Junge Nutzer in Großstädten besonders betroffen
Die Altersstruktur der Verunglückten zeigt, dass E-Scooter-Unfälle vor allem ein Problem junger Nutzer in Großstädten darstellen. Mehr als die Hälfte der Verunglückten (53,6 Prozent) war jünger als 25 Jahre. Sogar 83,7 Prozent waren jünger als 45 Jahre. Fast die Hälfte aller Unfälle ereignete sich in Städten mit über 100.000 Einwohnern.
Das Unfallgeschehen konzentriert sich zudem auf bestimmte Zeiten: Zwischen 18 und 6 Uhr sowie am Wochenende (Freitag bis Sonntag) sind die Unfallzahlen am höchsten. Ein weiteres Problem ist das Mitfahren von mehreren Personen auf einem E-Scooter, obwohl dies laut Straßenverkehrsordnung (StVO) verboten ist. Die Quote stieg hier von 4,7 Prozent im Vorjahr auf 5,5 Prozent.
Kollisionen mit Fußgängern und Radfahrern
Besonders kritisch ist das Verhalten von E-Scooter-Fahrern bei Kollisionen mit anderen Verkehrsteilnehmern. Bei Zusammenstößen mit Fußgängern trugen E-Scooter-Fahrer in 88,7 Prozent der Fälle die Hauptschuld. Bei Kollisionen mit Fahrrädern lag die Hauptschuldquote der E-Scooter-Fahrer bei 74,3 Prozent.

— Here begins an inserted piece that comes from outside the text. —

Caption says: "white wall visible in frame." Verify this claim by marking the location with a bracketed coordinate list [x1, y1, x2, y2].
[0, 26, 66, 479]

Forderungen nach strengeren Regeln
Unfallforscher, darunter die Björn Steiger Stiftung, bewerten die aktuelle Elektrokleinstfahrzeuge-Verordnung als unzureichend. Sie fordern eine Reihe von Maßnahmen, um die Sicherheit zu erhöhen:
- Mofa-Prüfbescheinigung: Die Einführung würde das Mindestalter automatisch auf 15 Jahre anheben und Grundkenntnisse der StVO sicherstellen.
- Mindestgröße für Räder: Verbindliche Mindestgrößen von 10 Zoll aufwärts sollen die Fahrstabilität verbessern.
- Begrenzung von Abstellflächen: Insbesondere in Bereichen mit hohem Alkoholkonsum sollen Abstellflächen reduziert werden.
- Verstärkte Kontrollen: Eine höhere Polizeipräsenz soll die Einhaltung der Regeln fördern.
Eine generelle Helmpflicht lehnen die Unfallforscher aufgrund der überwiegend leichten Kopfverletzungen ab. Stattdessen empfehlen sie gezielte Aufklärungskampagnen. Eine Erhöhung der Höchstgeschwindigkeit auf 25 km/h wird aus Sicherheitsgründen klar abgelehnt.
Die steigenden Unfallzahlen und die kontinuierliche Zunahme der Todesopfer zeigen, dass E-Scooter ein zunehmend problematischer Bereich im Straßenverkehr sind. Solange die Flotten und Nutzerzahlen weiter wachsen und Regelungslücken bestehen, dürfte sich dieser Trend fortsetzen.